Para mamíferos, a marcação individual pode ser resolvida com a aplicação de microchips. Para esse grupo também podem ser usados tatuagens e brincos. Mas os microchips são os mais usados.
Os microchips também podem ser trabalhados com certas espécies de aves e répteis. A limitação é a adequação do tamanho desses materiais de marcação com o tamanho dos espécimes.
Já que mencionei os répteis, eles são um problema para a marcação individual, em especial os pequenos, filhotes, jovens. Em geral são pequenos ou tem uma anatomia e uma fisiologia inadequadas para uso seguro de microchips, como os quelônios.
Nesse caso, soluções criativas, em especial em quelônios, as nossas tartarugas, jabutis, cágados, envolvem a pintura ou marcação física (desbaste, furo sem ferir o animal) de casco superior ou inferior usando padrão ou código. Os jabutis, para cada placa marcada, variando a posição e a cor utilizada, poderá ser individualizado, pelo menos durante o período em que a tinta usada se mantiver visível.
Sim, a maneira como trabalhamos com a marcação não é infalível.
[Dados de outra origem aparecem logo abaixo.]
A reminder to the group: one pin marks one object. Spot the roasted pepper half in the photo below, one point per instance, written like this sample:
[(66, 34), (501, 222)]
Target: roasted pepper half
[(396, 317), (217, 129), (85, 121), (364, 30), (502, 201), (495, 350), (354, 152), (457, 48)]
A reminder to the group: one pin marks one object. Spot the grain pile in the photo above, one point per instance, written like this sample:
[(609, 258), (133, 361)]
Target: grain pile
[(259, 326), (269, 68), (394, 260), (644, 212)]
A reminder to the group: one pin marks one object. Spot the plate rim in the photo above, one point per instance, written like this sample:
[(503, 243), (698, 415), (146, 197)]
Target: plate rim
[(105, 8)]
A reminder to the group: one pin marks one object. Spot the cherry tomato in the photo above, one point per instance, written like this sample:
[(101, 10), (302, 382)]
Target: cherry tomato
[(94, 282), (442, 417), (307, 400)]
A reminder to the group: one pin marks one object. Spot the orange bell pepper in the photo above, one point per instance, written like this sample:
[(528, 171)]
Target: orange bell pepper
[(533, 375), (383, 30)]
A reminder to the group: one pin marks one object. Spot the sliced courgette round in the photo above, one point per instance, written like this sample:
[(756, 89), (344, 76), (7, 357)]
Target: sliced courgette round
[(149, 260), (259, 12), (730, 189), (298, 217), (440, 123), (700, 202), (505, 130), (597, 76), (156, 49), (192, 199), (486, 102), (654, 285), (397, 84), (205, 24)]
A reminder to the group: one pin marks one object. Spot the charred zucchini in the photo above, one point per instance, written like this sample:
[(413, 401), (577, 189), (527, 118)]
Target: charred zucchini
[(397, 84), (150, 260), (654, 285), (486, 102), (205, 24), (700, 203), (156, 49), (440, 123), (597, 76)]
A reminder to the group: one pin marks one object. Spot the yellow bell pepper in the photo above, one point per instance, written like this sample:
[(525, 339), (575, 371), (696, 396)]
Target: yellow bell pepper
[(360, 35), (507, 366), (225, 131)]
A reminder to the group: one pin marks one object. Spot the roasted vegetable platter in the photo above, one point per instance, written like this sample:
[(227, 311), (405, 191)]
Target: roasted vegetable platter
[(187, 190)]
Durante o manejo, a anilha pode, por exemplo, ser retirada pela própria ave ou sair por qualquer outro motivo, principalmente quando não se usa o anel de material e diâmetro certos.
O assunto marcação é bem técnico e fortemente relacionado com a experiência e individualidade de cada Cetras. As anilhas têm especificidade de material, tamanho e diâmetro para cada grupo de aves. Os microchips, itens bem mais relacionados com alta tecnologia, sofrem alterações de tamanho de acordo com o desenvolvimento tecnológico. O uso do microchip deverá estar associado ou atrelado à existência de leitores adequados e funcionais, sem os quais esses pequenos objetos de marcação são inúteis.
As marcações, que podem ser itens de grande tecnologia e custos elevados ou soluções criativas de baixo ou nenhum custo, de maneira geral, são indispensáveis para a boa condução do manejo dos Cetras.
Mas, e depois? Como a marcação pode ajudar ou atrapalhar na destinação de um animal, em especial para aqueles que foram encaminhados para soltura? Fica aqui um convite a uma reflexão sobre a importância da marcação em animais devolvidos para a natureza, as formas e as tecnologias que podem ser usadas para este tipo de marcação e as diferenças entre o marcar no Cetras e o marcar animais na área de soltura.